Eles foram até a sede da OAB e solicitaram aos advogados que fosse feito um acompanhamento durante todo o processo de auditoria. Para justificar o pedido, os índios teriam dito, aos integrantes de Comissão de Direitos Humanos, que outras sindicâncias foram feitas dentro da Funai e não teriam resultado em mudanças.

Segundo o advogado Sandro Fernandes, integrante da Comissão da OAB, os índios querem o acompanhamento da prestação de contas de tudo o que foi gasto durante o ano passado, pela Funai/Bauru. Outra questão, levantada pelos índios e que deve merecer atenção dos advogados, é sobre o suposto abandono em que estaria vivendo as aldeias localizadas na região Norte do Estado, mais conhecida como Vale do Ribeira.

Fernandes informou que na próxima reunião dos integrantes, Comissão dos Direitos Humanos, marcado para terça-feira, dia 13, deve ser dado o devido encaminhamento a essas questões.

Índios irredutíveis

Os índios, que chegaram a ocupar o prédio da Funai/Bauru por quase uma semana, durante o mês passado, exigem a imediata saída de Siqueira de Sá do comando da instituição. O grupo de descontentes com a administração de Siqueira de Sá mostra-se irredutível em sua exigência.

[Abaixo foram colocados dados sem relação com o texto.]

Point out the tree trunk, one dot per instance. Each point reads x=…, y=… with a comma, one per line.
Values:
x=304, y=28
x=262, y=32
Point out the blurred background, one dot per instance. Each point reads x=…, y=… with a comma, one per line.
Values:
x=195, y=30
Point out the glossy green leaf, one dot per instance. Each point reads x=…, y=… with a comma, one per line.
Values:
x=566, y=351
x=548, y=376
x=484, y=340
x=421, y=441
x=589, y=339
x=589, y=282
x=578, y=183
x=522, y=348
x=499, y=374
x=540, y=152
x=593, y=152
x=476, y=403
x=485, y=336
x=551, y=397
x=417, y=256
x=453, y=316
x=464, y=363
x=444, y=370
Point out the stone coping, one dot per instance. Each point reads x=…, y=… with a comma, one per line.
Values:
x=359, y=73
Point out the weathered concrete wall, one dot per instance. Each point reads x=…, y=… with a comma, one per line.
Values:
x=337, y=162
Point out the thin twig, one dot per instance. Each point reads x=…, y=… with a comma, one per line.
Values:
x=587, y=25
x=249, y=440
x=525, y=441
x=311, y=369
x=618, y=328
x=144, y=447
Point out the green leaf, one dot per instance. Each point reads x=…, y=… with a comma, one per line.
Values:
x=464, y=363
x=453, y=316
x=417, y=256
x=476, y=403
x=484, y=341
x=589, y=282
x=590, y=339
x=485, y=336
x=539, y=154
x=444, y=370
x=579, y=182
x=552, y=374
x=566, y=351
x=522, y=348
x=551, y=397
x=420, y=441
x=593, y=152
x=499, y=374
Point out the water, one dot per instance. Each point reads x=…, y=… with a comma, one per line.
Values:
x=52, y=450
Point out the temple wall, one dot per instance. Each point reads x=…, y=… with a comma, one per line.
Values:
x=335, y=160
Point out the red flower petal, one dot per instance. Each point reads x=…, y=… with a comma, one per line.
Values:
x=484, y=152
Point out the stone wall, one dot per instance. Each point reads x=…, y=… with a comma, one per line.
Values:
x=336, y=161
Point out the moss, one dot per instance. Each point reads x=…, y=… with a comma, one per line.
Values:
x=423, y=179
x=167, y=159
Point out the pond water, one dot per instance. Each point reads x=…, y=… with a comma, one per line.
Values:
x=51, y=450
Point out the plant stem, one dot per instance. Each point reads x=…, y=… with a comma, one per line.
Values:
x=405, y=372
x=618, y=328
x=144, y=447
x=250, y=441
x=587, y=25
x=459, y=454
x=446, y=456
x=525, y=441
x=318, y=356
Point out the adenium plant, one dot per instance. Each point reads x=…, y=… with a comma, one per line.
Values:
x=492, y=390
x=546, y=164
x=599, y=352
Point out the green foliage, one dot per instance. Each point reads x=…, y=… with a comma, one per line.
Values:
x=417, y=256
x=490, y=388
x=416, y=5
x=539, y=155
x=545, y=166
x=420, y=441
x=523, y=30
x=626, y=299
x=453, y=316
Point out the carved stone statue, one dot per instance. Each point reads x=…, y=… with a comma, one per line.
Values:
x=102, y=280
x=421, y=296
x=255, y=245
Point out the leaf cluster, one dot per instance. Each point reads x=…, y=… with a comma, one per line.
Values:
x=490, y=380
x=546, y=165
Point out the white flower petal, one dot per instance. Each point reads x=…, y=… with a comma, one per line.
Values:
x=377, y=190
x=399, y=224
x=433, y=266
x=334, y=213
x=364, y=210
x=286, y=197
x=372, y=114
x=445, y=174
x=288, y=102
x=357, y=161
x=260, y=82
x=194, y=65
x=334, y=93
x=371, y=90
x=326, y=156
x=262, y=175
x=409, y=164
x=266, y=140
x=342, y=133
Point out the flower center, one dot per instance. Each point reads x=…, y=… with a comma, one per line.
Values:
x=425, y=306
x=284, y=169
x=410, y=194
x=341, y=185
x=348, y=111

Eles alegam que faltou transparência ao dirigente na prestação de contas do que foi gasto pela instituição durante o transcorrer do ano passado. A falta de assistência às aldeias indígenas é outro ponto que estaria desagradando os índios.

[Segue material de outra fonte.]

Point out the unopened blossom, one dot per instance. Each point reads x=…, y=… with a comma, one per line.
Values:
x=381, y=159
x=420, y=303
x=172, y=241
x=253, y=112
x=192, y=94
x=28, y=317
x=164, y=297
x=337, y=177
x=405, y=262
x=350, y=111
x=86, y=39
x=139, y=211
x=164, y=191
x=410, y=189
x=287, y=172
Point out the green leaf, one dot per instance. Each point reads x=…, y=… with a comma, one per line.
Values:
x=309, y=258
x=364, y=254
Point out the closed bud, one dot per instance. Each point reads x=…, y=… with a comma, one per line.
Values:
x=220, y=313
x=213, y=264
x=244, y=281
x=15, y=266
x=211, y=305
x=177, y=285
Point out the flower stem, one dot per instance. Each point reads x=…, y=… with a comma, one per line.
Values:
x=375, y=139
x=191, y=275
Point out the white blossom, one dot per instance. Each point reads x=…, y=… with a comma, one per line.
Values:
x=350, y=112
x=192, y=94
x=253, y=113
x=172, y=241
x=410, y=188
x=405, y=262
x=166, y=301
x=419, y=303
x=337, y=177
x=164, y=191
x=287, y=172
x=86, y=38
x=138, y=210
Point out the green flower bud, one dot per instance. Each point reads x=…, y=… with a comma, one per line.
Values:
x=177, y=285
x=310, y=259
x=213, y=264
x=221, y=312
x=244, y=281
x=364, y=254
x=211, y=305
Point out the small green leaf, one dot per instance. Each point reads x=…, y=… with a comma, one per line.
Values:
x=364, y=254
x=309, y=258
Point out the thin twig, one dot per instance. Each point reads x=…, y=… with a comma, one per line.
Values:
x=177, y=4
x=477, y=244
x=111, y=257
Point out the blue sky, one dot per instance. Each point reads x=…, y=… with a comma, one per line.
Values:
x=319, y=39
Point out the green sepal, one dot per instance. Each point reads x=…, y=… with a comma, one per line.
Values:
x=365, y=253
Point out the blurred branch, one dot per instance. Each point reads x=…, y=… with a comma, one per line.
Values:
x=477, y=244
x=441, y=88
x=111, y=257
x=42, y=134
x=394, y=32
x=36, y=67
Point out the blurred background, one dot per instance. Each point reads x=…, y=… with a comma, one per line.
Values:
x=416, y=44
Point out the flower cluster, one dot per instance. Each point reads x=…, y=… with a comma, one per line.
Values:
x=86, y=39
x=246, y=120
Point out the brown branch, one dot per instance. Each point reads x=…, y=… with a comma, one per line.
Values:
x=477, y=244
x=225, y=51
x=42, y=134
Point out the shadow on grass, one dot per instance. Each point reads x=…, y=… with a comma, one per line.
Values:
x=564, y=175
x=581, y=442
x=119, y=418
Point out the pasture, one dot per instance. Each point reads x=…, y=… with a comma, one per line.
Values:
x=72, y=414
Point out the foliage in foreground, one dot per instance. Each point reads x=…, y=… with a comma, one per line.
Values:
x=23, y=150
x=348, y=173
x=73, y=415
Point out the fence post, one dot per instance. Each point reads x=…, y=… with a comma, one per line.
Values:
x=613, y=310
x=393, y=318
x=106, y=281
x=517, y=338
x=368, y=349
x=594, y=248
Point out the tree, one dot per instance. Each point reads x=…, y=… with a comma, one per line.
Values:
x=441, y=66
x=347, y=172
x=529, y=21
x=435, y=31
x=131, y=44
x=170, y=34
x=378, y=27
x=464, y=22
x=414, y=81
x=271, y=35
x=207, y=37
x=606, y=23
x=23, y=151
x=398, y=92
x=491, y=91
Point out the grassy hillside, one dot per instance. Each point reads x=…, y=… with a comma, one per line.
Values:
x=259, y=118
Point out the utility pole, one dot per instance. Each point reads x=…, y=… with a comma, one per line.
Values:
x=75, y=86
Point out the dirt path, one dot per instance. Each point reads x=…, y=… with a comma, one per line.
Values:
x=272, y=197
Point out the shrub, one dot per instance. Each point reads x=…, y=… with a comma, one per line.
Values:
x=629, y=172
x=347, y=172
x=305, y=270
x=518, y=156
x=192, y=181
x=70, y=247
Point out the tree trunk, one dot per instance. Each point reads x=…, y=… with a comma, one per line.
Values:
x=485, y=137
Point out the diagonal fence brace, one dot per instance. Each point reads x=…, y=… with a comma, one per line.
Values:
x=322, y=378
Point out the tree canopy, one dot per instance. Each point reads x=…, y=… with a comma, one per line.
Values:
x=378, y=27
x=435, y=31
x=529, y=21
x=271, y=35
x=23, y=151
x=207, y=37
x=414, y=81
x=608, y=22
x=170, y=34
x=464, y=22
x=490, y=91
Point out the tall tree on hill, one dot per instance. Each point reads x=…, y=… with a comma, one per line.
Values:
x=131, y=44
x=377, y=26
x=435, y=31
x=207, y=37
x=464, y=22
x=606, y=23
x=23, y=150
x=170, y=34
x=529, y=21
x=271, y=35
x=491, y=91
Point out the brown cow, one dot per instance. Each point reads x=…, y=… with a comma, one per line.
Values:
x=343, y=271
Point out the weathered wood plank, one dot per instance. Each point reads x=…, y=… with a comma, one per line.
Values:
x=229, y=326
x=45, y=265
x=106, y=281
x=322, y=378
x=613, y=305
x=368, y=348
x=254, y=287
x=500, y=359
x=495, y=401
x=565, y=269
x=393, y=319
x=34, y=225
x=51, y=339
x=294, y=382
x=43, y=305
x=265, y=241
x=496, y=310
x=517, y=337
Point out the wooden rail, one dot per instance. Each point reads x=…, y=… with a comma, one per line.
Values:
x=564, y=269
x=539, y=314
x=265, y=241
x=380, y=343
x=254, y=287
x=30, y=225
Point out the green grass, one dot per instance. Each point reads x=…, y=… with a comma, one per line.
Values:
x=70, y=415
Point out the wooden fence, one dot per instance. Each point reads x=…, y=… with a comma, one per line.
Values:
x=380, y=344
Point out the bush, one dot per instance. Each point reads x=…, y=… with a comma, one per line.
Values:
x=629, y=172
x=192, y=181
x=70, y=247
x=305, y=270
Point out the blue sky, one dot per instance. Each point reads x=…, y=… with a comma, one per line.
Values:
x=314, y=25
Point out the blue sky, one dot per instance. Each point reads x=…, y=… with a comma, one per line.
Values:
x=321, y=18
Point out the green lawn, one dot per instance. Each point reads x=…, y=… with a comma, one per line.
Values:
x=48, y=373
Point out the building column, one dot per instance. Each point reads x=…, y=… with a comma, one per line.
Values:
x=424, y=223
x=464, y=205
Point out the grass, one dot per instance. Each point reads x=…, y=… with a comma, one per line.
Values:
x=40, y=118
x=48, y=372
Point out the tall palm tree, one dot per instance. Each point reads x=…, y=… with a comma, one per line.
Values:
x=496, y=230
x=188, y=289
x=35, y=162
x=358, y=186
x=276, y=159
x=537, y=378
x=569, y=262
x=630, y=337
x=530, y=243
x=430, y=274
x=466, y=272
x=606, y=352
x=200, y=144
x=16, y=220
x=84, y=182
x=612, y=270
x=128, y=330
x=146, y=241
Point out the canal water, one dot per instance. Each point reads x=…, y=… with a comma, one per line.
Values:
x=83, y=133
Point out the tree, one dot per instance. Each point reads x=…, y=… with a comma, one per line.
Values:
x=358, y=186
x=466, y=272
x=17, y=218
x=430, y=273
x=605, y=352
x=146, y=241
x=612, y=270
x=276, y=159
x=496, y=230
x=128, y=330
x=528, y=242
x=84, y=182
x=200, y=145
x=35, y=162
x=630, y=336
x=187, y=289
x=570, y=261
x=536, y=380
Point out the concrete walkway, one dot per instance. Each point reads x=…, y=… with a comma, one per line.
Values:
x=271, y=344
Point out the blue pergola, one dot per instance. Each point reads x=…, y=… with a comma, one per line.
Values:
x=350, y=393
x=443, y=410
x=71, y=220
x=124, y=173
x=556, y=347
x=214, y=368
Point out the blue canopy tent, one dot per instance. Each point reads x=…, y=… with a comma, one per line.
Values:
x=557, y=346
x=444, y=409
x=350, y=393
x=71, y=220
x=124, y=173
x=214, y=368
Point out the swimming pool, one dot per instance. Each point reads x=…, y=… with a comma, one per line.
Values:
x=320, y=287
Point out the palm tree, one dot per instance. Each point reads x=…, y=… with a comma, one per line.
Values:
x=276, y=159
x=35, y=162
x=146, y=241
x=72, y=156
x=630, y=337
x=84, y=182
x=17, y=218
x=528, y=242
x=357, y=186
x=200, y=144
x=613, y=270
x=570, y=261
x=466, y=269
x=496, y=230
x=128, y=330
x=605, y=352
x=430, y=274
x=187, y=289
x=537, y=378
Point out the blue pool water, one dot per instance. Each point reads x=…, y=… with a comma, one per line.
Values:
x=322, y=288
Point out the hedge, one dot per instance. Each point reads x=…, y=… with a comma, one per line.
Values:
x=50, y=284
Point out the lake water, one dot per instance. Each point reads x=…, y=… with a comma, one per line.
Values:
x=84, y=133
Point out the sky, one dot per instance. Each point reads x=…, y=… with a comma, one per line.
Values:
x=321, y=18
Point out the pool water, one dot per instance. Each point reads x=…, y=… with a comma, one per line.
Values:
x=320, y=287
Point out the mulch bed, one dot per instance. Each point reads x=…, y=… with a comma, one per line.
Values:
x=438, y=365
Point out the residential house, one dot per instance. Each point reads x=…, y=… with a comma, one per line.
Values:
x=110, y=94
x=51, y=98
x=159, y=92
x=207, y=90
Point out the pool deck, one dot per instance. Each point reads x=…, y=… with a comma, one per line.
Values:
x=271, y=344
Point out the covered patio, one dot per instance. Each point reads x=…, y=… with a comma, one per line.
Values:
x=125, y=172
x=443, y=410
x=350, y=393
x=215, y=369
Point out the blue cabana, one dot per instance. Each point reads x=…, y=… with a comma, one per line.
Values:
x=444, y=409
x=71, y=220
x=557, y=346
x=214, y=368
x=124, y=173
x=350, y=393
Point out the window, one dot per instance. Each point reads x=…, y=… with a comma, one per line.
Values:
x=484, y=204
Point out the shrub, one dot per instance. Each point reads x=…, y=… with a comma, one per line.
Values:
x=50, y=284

Por sua vez, Siqueira de Sá conta com o apoio de alguns caciques. Durante reunião, realizada mês passado, na sede da Funai, em Bauru, entre a liderança indígena e o administrador, foi apresentado um relatório no qual estava especificada todas as despesas do ano passado. Para satisfazer a curiosidade, os caciques solicitaram, durante a reunião, informações diretamente de Brasília a respeito do destino dado aos R$ 500 mil recebidos pela Regional, em Bauru. Depois de apresentado o relatório completo, os caciques mostraram-se satisfeitos.

Diante do protesto, que está sendo feito por uma parte dos índios e que pede a saída de Siqueira de Sá, os caciques resolveram enviar ofício ao presidente da Funai, Glênio Álvares da Costa, manifestando apoio ao administrador e ressaltando os esforços que teria feito para tornar as aldeias produtivas e melhorar a qualidade de vida da comunidade indígena.

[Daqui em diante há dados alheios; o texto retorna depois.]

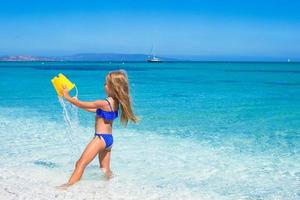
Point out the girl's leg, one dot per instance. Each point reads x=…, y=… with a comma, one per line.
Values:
x=104, y=161
x=91, y=150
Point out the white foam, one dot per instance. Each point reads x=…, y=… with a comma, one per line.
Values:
x=37, y=156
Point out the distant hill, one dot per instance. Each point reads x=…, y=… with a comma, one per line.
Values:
x=84, y=57
x=26, y=58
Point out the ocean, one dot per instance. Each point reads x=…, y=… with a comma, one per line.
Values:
x=208, y=130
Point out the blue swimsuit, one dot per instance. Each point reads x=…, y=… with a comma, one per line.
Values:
x=108, y=116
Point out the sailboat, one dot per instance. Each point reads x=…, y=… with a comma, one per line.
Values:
x=153, y=58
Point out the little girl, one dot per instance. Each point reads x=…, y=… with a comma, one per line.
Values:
x=117, y=91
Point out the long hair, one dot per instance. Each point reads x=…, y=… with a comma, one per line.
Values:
x=118, y=85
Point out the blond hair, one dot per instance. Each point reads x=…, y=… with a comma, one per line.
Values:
x=118, y=85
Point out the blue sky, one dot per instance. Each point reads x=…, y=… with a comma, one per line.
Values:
x=198, y=29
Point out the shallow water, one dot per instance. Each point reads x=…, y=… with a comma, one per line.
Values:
x=207, y=131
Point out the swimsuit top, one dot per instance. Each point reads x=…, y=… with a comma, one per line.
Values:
x=107, y=115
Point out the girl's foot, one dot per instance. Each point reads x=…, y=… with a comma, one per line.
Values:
x=63, y=186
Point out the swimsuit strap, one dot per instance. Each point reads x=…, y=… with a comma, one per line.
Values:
x=109, y=104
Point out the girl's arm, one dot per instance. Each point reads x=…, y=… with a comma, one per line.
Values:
x=87, y=105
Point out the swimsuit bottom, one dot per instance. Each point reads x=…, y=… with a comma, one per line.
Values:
x=107, y=138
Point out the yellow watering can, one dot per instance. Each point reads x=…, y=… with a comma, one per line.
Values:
x=59, y=81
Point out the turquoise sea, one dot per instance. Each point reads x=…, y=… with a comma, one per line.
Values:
x=207, y=131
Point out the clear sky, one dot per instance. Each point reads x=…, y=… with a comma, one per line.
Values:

Siqueira de Sá não tira a razão dos índios em querer uma detalhada prestação de contas de tudo o que foi gasto com os recursos federais. No entanto, ele lembra que a Funai/Bauru tem 25 projetos em andamento, processos envolvendo questões fundiárias, como a demarcação de terras e despesas com o setor administrativo. Colocando tudo na ponta do lápis, Siqueira de Sá garante que ainda falta dinheiro para solucionar os problemas das 24 aldeias, pelas quais é responsável.